It’s not that often at left-wing gatherings that you run out of space – usually the stereotype of a few mates declaring the revolution in a pub is pretty accurate. But the launch of the York People’s Assembly on Wednesday was different, in more ways than one.
You’d be forgiven for not knowing what it is, but the York People’s Assembly is the newly formed local section of the national People’s Assembly Against Austerity, a movement launched on June 22nd in London when over 4,000 delegates from across the UK (including a few from our very own University of York) gathered to end the sectarianism that has dogged the anti-austerity current in Britain since it began – and start, at long last, a coordinated attempt to shift not only the debate on fiscal austerity, but to stop and reverse the cuts altogether.
It was in this spirit that the launch of the York section of the movement kicked off this week, when nearly 50 local activists got together at the rather progressive venue of the Friends Meeting House to discuss how exactly to fight the neoliberal scourge of Osbornomics from the grassroots. And it was refreshing, even for the worn-out veterans among the ranks.
For a start, it looked different to your average lefty get-together. Not just because the average age was under 40. It was young, and fairly diverse, and would have been even bigger and more youthful had not all the uni students fled home for the summer (you class traitors, you).
It wasn’t just the usual suspects attending either – i.e. members of the 57-varieties of British socialist parties – although there was a fair sprinkling. There were union reps, college students, NHS campaigners, the unemployed, and more encouragingly, ordinary people who just fancied tackling the pro-cuts consensus. A coalition, if you like – just not one you’ll see running the country any time soon. Though we can hope.
Feedback from those who trekked down to the national People’s Assembly conference was mixed, but positive on the whole, with most seeing it as a springboard (dotted with rising red stars like Owen Jones and Mark Steel) for broader and more localised action. And York is already leading the way nationally in terms of how organised its group is, according to co-organiser Graham Martin.
Gone was the old language of the left. College students and nurses generally have little time for being called comrade or brother/sister (though personally I’m quite fond of the terms). Instead, and despite minor debates and deviations, the overall theme was one of actually doing stuff – petitioning, door-knocking, rallying, flash-mobbing and even, whisper it, striking. The full activist tool-kit.

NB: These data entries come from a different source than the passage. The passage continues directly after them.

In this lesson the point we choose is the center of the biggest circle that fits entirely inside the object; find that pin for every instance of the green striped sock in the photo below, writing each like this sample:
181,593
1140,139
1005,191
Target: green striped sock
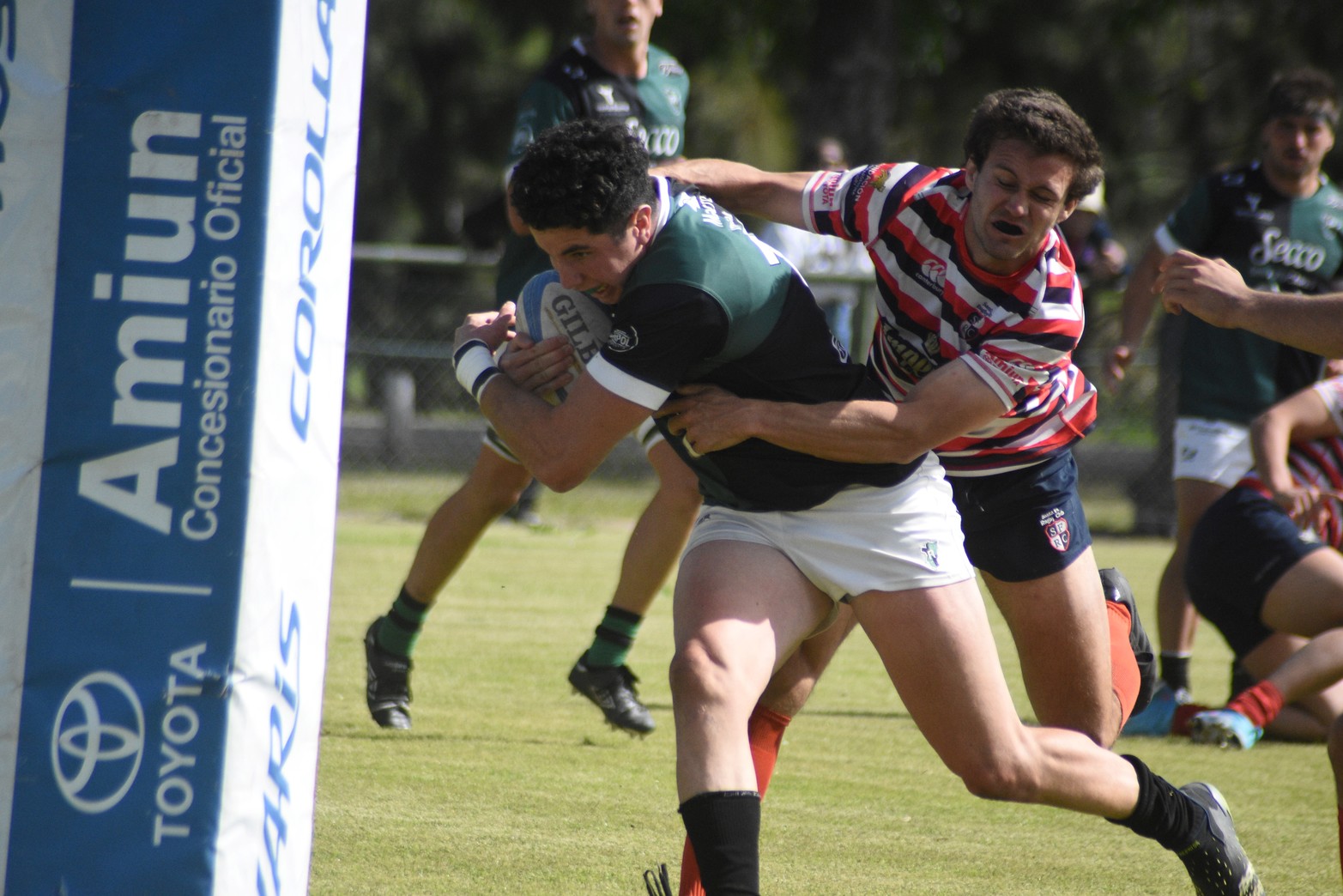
614,639
402,625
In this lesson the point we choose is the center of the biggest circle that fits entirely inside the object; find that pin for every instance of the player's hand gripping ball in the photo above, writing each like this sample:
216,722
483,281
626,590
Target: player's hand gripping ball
546,309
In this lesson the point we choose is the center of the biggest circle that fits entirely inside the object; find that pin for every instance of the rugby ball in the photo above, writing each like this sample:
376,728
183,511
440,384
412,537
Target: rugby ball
546,309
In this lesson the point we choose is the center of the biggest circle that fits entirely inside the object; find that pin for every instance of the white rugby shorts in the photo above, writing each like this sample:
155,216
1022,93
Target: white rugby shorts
1212,451
864,539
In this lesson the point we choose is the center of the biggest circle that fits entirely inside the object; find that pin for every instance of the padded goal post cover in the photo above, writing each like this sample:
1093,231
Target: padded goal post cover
176,206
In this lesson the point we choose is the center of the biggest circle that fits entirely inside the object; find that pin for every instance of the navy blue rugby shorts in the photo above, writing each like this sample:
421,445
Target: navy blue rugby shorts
1024,524
1237,553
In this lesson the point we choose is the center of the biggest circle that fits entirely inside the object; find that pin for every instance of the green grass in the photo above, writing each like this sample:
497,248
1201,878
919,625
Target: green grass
509,784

That’s what will be needed to tackle the barrage of further cuts and privatisations coming our way – the sell-off of Royal Mail, the East Coast mainline and even the student loan book, the benefit cap, the bedroom tax, NHS dismantlement by stealth, public sector lay-offs and union-bashing on an industrial scale. Among many other attacks, of course.
Yet in the face of all this, there’s plenty of resistance planned. In York, the petition to stop those hit by the bedroom tax being evicted over arrears is nearing the 1000 signatures required to force a debate. The Tory Conference in Manchester this September should see thousands march in the birthplace of the NHS against the so-called health ‘reforms’. November 5th – Bonfire Night – holds more exciting scenes as direct action takes place nationally on an unprecedented scale. And with teachers and civil servants on strike in coming months there’s plenty to organise around.
There’s a lot to do, little time and limited resources. And there are few mainstream allies, with Labour buying into the austerity-agenda wholesale. But perhaps at long last the left has, at least locally, come together and stopped lamenting its weakness over pints down the York Arms. It’s acquired a new vitality – and thank god, because we’re going to need it.
The next York People’s Assembly meeting is on July 29th, 7:30-9pm at Friends’ Meeting House, with an inaugural conference in October.